Death holds out his hands for the innocent babe’s life, but the heroine after some hesitation demurs. This still, which you would have seen brought to life had you been at Ipswich Film Theatre on October 30th, seems to portray a glowering figure of Death, ready to snatch the infant from its mother. It shows how deceptive appearances can be, for in fact his expression here is more grimly resolute than threatening, and the child is not the woman’s at all but someone else’s: with its life she could buy back that of her lover, cruelly taken from her in his prime…
This is the climax of the film, actually, and it would be churlish to reveal what becomes of her refusal to give up the infant’s life, once she has found herself unable to persuade even the most wretched and moribund of her fellow citizens to pay the ultimate price. Der müde Tod, translating as Weary Death, is an early (1921) silent by Fritz Lang, before he went on to make Dr Mabuse the Gambler, his Nibelung films, and Metropolis. It is not that commonly seen now, which made Ipswich Film Theatre’s decision to show it doubly gratifying, doubly because it was accompanied live by the Harmonie Band, an ensemble of musicians comprising keyboard, wind and viola.

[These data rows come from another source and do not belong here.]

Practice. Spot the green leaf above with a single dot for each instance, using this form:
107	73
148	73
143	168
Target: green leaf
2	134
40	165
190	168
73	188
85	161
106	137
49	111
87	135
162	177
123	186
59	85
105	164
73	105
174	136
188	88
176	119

The heart of the film is a trio of what one might term historical sequences, were they not purporting to be contemporary: Death proposes that if one of those three ordained imminently to die survives, he will spare the present young man. Accordingly, the other stories all have the same couple enacting a similarly frustrated love match. The first is set in Moorish Africa, and has a Frankish young man illicitly pursuing the Caliph’s sister; in the second he is a Venetian, or some such, of Renaissance extraction; the third has the young lovers happily serving a magician, until the Emperor takes a shine to the girl. It was not unusual for films of the period to contain sequences in more exotic clothing than their relatively sober bookends: Griffith’s Intolerance is a famous example, but Cecil B. De Mille did similar things, as in Male and Female, with Gloria Swanson transported to ancient Babylon just so he could photograph her with a lion’s paw on her back! Lang’s three episodes are by far the briskest and most fun in the movie, which drags a little at the start.
The Death figure, here somewhat distasteful of his unending work, contrasts strikingly with Bergman’s more zealous personification in The Seventh Seal, and visually seems to foreshadow the figure of the ferryman in Dreyer’s Vampyr (1932). All in all, a rare and fascinating evening at the Film Theatre, and just before Halloween, too.